Spatial patterns in mixed coniferous even-aged, uneven-aged and conversion stands
Author: Hanewinkel, Marc
Source: European Journal of Forest Research, Volume 123, Number 2, September 2004 , pp. 139-155(17)
Abstract:Different methodological approaches from the field of spatial statistics, the index of cluster size (ICS) and quadrat methods such as the two-term and three-term local quadrat variance (TTLQV and 3TLQV) and the new local variance (NLV) were tested to find a simple spatial measure to classify mixed coniferous uneven-aged, even-aged and conversion stands in the central Black Forest area of Germany. Altogether six stands were analysed with regularly distributed sample plots of 0.25 ha (50×50 m), each subdivided into 25 quadrats of 10×10 m.
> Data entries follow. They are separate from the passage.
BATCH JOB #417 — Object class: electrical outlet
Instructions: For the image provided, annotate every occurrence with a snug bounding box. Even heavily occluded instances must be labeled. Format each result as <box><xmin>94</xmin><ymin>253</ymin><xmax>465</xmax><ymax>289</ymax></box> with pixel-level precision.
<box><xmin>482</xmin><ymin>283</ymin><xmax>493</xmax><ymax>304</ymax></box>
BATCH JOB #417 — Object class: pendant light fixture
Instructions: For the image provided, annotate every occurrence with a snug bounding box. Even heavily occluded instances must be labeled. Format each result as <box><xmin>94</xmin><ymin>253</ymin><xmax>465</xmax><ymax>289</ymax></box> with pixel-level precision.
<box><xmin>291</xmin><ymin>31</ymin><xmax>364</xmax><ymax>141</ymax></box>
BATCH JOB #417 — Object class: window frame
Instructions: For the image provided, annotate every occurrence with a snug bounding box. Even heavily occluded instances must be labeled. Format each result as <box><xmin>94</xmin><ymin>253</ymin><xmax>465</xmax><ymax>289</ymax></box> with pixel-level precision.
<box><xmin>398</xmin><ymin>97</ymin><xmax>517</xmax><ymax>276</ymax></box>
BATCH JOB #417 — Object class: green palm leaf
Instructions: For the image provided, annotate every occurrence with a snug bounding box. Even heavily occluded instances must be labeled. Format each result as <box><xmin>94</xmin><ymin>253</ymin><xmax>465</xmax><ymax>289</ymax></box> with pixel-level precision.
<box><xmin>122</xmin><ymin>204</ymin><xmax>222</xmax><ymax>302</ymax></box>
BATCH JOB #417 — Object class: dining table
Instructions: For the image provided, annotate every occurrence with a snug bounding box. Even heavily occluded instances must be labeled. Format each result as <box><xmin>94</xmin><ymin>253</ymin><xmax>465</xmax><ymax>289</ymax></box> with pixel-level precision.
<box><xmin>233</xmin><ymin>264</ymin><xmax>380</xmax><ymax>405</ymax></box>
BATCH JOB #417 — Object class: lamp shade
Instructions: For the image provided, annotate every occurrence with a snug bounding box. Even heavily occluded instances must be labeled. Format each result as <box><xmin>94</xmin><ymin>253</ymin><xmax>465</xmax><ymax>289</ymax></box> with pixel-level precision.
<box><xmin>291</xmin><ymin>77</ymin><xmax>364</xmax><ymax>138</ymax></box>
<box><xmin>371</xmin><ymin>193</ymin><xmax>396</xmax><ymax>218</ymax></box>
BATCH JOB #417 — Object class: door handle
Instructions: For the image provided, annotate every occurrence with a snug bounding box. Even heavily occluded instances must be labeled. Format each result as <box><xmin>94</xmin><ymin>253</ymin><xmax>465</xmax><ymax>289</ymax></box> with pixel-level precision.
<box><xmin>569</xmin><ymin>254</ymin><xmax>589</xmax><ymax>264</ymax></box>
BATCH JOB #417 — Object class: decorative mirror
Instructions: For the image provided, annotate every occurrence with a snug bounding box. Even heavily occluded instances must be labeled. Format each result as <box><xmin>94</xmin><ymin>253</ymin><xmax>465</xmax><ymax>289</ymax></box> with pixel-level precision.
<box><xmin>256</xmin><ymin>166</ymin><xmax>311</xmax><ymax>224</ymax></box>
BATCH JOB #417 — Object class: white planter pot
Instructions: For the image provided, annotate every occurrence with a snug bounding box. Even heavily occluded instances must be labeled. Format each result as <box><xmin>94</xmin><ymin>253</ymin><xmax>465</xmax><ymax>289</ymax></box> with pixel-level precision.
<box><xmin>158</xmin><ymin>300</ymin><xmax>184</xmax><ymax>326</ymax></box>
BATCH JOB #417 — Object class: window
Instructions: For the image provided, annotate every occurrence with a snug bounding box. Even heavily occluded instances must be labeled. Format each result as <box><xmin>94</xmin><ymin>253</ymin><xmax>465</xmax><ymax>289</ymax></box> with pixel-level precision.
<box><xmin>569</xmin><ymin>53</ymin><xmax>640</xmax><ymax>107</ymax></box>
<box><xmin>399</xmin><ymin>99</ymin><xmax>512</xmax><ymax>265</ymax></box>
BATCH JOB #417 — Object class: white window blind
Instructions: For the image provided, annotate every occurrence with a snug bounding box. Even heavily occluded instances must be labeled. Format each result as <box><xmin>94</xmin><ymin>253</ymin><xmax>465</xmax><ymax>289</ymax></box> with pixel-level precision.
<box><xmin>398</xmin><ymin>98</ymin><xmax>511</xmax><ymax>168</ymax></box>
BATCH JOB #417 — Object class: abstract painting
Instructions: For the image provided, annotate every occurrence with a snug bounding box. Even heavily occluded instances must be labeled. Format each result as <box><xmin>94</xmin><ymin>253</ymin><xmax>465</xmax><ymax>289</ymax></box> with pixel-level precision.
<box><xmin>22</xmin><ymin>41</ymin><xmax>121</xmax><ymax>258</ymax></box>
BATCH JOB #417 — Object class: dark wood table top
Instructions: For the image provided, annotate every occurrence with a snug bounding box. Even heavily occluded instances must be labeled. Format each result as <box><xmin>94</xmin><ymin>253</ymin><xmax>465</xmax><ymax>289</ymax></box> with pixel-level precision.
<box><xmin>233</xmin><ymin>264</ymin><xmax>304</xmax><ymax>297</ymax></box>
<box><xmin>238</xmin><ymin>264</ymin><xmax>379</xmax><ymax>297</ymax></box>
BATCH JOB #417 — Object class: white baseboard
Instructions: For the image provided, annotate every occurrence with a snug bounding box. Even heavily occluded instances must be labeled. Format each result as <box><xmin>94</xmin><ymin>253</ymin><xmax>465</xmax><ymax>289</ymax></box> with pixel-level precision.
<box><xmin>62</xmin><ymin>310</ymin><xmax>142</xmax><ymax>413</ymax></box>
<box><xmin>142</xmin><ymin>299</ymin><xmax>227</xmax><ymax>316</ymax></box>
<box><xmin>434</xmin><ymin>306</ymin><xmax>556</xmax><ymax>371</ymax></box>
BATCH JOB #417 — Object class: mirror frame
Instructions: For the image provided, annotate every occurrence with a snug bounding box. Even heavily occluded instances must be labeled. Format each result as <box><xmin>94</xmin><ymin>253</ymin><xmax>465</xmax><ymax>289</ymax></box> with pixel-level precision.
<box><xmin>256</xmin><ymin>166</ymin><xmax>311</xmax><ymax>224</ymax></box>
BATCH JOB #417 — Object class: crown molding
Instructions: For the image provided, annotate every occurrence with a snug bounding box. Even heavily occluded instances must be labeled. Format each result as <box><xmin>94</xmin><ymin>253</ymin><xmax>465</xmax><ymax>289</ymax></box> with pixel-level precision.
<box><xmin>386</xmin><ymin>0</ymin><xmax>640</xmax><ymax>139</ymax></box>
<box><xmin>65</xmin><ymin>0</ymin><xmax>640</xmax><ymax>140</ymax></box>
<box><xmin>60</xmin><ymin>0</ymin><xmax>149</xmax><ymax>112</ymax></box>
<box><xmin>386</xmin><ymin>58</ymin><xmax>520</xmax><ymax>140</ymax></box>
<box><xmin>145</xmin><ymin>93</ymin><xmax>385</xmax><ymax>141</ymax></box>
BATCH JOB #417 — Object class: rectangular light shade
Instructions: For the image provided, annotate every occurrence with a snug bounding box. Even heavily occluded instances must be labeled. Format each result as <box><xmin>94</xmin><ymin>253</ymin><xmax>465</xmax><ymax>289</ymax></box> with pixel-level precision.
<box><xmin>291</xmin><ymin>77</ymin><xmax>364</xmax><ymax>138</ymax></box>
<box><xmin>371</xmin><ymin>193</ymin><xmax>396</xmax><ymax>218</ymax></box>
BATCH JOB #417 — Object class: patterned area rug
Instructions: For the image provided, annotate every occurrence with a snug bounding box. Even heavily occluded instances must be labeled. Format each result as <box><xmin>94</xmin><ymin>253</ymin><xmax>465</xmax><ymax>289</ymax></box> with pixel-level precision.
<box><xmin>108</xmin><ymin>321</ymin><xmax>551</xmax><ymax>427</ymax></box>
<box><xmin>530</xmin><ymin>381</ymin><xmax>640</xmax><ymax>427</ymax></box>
In each of the quadrats, diameter at breast height (dbh) for trees of the overstory (dbh>7 cm) was assessed and classified into three diameter classes. Height measurements were used to develop specific stand height curves for each stand and to calculate the standing volume per tree and per quadrat. The even-aged stands showed a regular distribution of the standing volume, while the conversion and uneven-aged stands were more clustered. This was detected using ICS, which proved to be a simple but very efficient measure for stand structure. The ICS also showed a highly random distribution of small and medium trees and a regular distribution of large trees of the overstory in the uneven-aged stand. Large and medium trees of one even-aged stand were also regularly distributed while conversion stands showed a regular, random or slightly clustered distribution of these trees. The more uneven the ages in the stands were, the larger were the phases detected by the NLV. The findings of the ICS were generally supported by the TTLQV and 3TLQV. The more uneven the ages in a stand were, the less clustered were the trees of different sizes of the understory. Clustering also decreased with increasing height of understory trees. The patterns detected in the investigated stands were related to the effect of different management regimes. Implications for the management of conversions stands based on the findings of the study are given.